- Cover art
- Developer: Odin Computer Graphics
- Publisher: Thor Computer Software
- Platforms: ZX Spectrum, Commodore 64
- Release: 1985
- Genre: Platform
- Mode: Single-player

= The Arc of Yesod =

1985 video game

Arc of Yesod is a video game by Odin Computer Graphics. It was published in 1985 for the ZX Spectrum and Commodore 64 and is the sequel to Nodes of Yesod.

==Plot==
The Monolith (a homage to the film 2001: A Space Odyssey) which was the object of the previous game, Nodes of Yesod, teleported off into space just as Charlemagne 'Charlie' Fotheringham-Grunes was completing his quest. He has followed it to its home planet of Ariat and must now finally destroy it, before the Ariatians download the data it has collected and employ it to destroy the Earth.

==Gameplay==
The game is similar in style to previous game Nodes of Yesod.
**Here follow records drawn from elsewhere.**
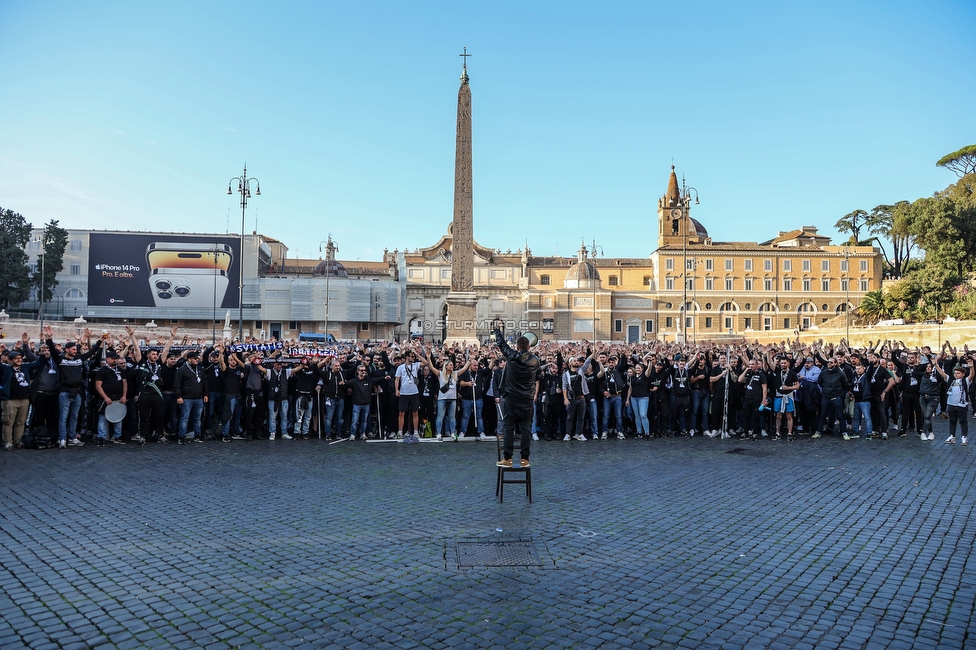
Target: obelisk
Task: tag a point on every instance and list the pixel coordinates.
(462, 302)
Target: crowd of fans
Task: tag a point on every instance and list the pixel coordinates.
(120, 389)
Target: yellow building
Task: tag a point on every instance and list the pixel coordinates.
(689, 288)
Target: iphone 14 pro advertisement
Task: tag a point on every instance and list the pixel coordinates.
(147, 270)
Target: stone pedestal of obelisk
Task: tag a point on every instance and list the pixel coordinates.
(462, 302)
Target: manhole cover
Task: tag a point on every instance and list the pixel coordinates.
(475, 554)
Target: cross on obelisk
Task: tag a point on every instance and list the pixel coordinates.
(462, 302)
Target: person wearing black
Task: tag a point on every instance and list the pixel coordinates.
(190, 388)
(756, 396)
(111, 387)
(277, 386)
(150, 393)
(519, 388)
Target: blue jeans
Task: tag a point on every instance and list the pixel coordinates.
(103, 425)
(233, 411)
(640, 415)
(68, 408)
(190, 412)
(274, 408)
(304, 412)
(862, 411)
(467, 406)
(334, 408)
(360, 415)
(613, 403)
(445, 409)
(700, 402)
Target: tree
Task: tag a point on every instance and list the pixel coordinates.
(14, 272)
(875, 306)
(853, 223)
(962, 162)
(53, 242)
(893, 223)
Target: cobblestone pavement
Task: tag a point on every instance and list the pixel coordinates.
(701, 543)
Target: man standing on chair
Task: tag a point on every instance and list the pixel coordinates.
(519, 388)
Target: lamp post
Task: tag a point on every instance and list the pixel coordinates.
(684, 202)
(42, 254)
(847, 292)
(330, 250)
(244, 188)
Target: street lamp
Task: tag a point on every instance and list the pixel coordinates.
(330, 250)
(42, 254)
(684, 202)
(244, 188)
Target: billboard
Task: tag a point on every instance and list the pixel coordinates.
(163, 270)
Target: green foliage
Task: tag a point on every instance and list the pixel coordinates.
(14, 272)
(54, 242)
(962, 162)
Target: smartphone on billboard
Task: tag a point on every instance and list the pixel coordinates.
(183, 255)
(188, 287)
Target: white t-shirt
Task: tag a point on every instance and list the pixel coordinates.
(407, 374)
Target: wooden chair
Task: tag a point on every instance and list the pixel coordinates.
(511, 475)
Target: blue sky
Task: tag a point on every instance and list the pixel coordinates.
(132, 115)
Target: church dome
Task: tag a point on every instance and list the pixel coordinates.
(331, 268)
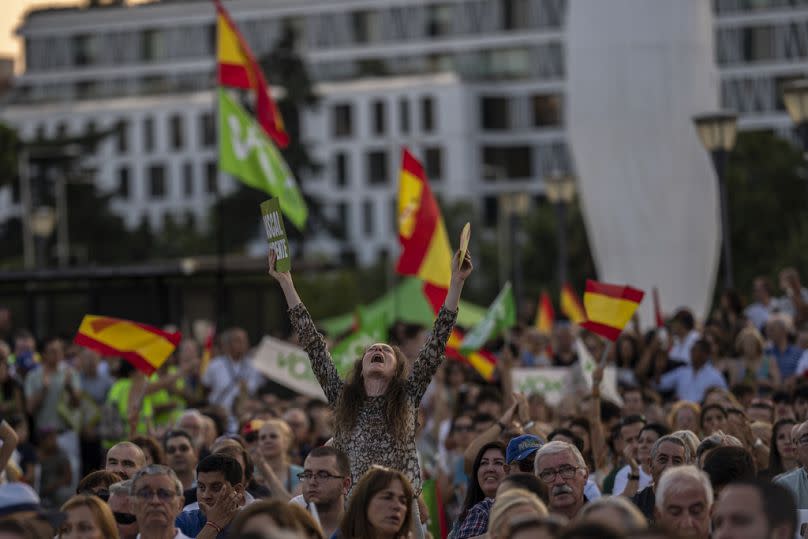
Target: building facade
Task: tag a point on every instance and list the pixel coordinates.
(474, 87)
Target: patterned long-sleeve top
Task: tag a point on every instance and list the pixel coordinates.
(371, 441)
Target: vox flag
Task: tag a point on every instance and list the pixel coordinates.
(145, 347)
(247, 153)
(609, 307)
(237, 68)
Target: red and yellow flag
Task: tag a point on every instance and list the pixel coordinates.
(571, 305)
(145, 347)
(609, 308)
(426, 253)
(238, 69)
(545, 315)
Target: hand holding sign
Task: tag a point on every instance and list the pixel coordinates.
(276, 236)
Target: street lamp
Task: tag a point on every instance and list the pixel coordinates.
(717, 133)
(560, 191)
(515, 206)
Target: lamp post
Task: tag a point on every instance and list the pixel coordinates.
(560, 191)
(795, 98)
(515, 206)
(717, 133)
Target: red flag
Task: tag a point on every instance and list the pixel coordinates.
(237, 68)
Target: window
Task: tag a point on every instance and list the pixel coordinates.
(152, 45)
(123, 182)
(208, 131)
(211, 177)
(495, 113)
(123, 136)
(378, 118)
(547, 110)
(427, 114)
(341, 169)
(433, 163)
(367, 218)
(377, 167)
(188, 179)
(148, 134)
(342, 220)
(175, 128)
(157, 181)
(404, 115)
(342, 118)
(507, 162)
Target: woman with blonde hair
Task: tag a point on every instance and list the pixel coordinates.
(616, 512)
(752, 366)
(510, 504)
(88, 518)
(684, 415)
(271, 457)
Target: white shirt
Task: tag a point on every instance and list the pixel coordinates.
(621, 480)
(691, 385)
(223, 377)
(178, 535)
(680, 351)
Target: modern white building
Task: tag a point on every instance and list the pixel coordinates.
(474, 87)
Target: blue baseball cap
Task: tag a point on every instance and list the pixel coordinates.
(522, 447)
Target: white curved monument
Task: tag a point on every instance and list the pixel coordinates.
(637, 72)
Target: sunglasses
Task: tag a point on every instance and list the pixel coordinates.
(124, 518)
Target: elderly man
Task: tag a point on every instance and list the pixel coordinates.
(684, 498)
(797, 480)
(667, 452)
(121, 506)
(157, 500)
(562, 468)
(125, 458)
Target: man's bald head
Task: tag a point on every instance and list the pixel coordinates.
(125, 458)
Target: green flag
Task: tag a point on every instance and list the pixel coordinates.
(353, 346)
(247, 153)
(500, 316)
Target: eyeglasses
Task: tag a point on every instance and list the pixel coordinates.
(124, 518)
(320, 476)
(566, 472)
(162, 494)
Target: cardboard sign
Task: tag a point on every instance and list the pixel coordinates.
(276, 233)
(465, 235)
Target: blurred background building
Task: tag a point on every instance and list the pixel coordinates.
(475, 88)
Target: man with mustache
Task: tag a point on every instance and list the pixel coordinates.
(562, 468)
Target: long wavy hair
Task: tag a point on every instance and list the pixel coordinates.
(353, 398)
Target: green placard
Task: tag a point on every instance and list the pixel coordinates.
(276, 233)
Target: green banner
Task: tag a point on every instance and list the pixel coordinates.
(500, 316)
(276, 233)
(247, 153)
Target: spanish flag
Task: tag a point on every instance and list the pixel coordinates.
(426, 254)
(145, 347)
(609, 308)
(238, 69)
(571, 305)
(545, 315)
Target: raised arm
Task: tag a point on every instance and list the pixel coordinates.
(431, 355)
(311, 339)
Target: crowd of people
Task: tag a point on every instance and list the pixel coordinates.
(708, 437)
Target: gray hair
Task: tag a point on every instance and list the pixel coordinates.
(716, 439)
(121, 488)
(670, 438)
(631, 518)
(156, 470)
(675, 478)
(554, 448)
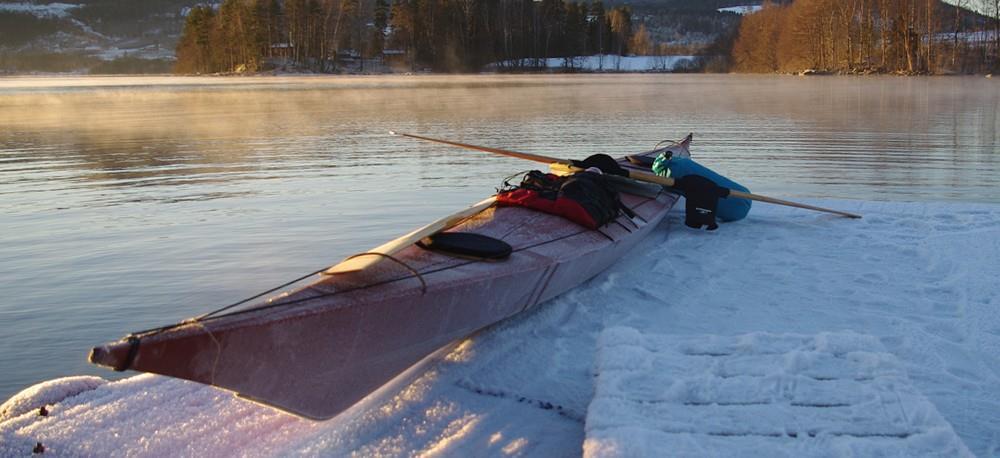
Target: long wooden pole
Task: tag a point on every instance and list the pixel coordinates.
(634, 174)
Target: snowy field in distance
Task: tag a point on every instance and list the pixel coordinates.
(58, 10)
(914, 282)
(608, 63)
(742, 10)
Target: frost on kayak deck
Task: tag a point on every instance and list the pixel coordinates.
(760, 394)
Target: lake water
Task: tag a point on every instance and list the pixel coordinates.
(127, 202)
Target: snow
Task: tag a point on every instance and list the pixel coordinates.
(56, 10)
(761, 393)
(45, 393)
(606, 62)
(741, 10)
(880, 336)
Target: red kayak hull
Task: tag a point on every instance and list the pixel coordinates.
(318, 350)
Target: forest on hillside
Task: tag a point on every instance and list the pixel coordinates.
(862, 36)
(440, 35)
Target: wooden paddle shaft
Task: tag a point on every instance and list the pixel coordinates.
(635, 174)
(667, 181)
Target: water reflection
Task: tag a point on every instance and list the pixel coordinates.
(131, 202)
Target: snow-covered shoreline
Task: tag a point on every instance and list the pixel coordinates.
(917, 278)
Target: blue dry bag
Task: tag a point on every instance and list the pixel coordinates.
(729, 208)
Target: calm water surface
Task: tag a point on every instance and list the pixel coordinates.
(132, 202)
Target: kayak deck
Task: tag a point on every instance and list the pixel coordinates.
(318, 350)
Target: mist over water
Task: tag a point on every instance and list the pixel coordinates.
(127, 203)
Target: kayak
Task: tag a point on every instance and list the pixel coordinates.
(317, 350)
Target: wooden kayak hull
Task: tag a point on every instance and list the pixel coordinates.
(318, 350)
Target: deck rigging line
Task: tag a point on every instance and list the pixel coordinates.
(218, 313)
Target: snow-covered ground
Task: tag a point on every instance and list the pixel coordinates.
(58, 10)
(791, 333)
(742, 10)
(607, 63)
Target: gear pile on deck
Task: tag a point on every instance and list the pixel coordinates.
(316, 350)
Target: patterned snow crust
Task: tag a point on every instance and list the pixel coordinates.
(759, 394)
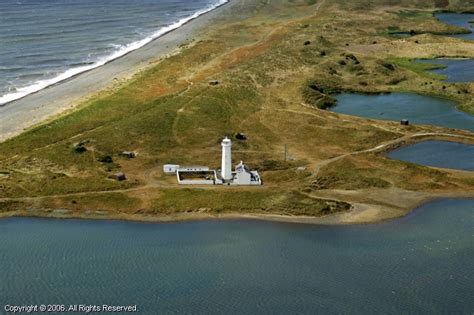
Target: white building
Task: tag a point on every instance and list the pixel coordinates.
(202, 175)
(226, 166)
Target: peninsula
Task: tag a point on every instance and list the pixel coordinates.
(265, 74)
Charlie must penetrate the alien city where the Monolith is being held, via a network of caves and tunnels, and make his way to the Security Centre, where the Monolith can be disarmed and destroyed.

==Reception==
Crash magazine reviewed the game and despite noting its similarity to previous title Nodes of Yesod, they found it "very playable" and "addictive", and gave it a rating of 89%.